Algunas hipótesis se han erigido tratando de explicar por qué no hemos encontrado rastro alguno de una civilización vecina. Una vertiente de ellas se recarga en el argumento de que, para que nuestro planeta pudiese hospedar vida tuvieron que coincidir una serie complejísima de elementos y sucesos cósmicos. Todavía más, para que la vida evolucionara desde los organismos unicelulares hasta los humanos antivacunas tuvieron que ocurrir otros millones de coincidencias que son tan raras y únicas que no existen en otro lugar donde nos hayamos asomado.
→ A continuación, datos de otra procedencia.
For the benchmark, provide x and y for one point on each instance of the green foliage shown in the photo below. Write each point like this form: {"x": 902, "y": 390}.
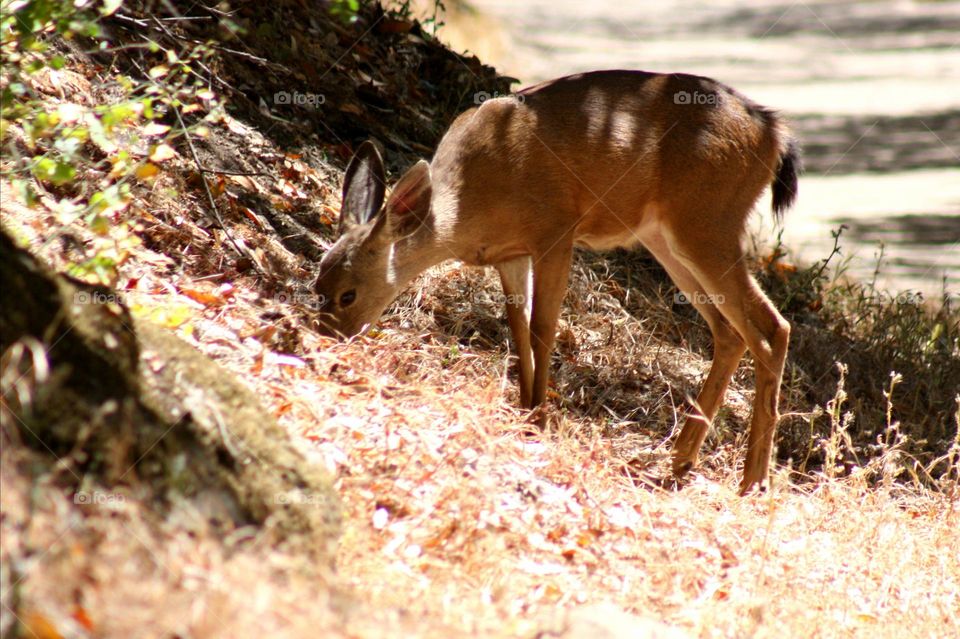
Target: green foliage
{"x": 80, "y": 159}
Esta serie de coincidencias cósmicas y evolutivas me recuerda mucho a un cuento del magnífico Stanislaw Lem en el que se argumenta que cada hecho ocurrido en la vida humana sucedió, en la práctica, con toda la probabilidad en contra. El narrador de la historia explica que su nacimiento en Mala Strana – distrito de Praga- tenía una probabilidad de ocurrir de una en cien mil, sin contar la mortalidad infantil de entonces. La historia repasa deliciosamente toda una serie de hechos que, si se piensan bien, tenían una probabilidad tan baja de ocurrir como la de una serie de perdigones disparados en una guerra impactando un conjunto de ollas y sartenes de modo tal que ejecutara con la batería de cocina ametrallada la Sonata en Sol Mayor de Tchaikovsky en perfecto tres cuartos.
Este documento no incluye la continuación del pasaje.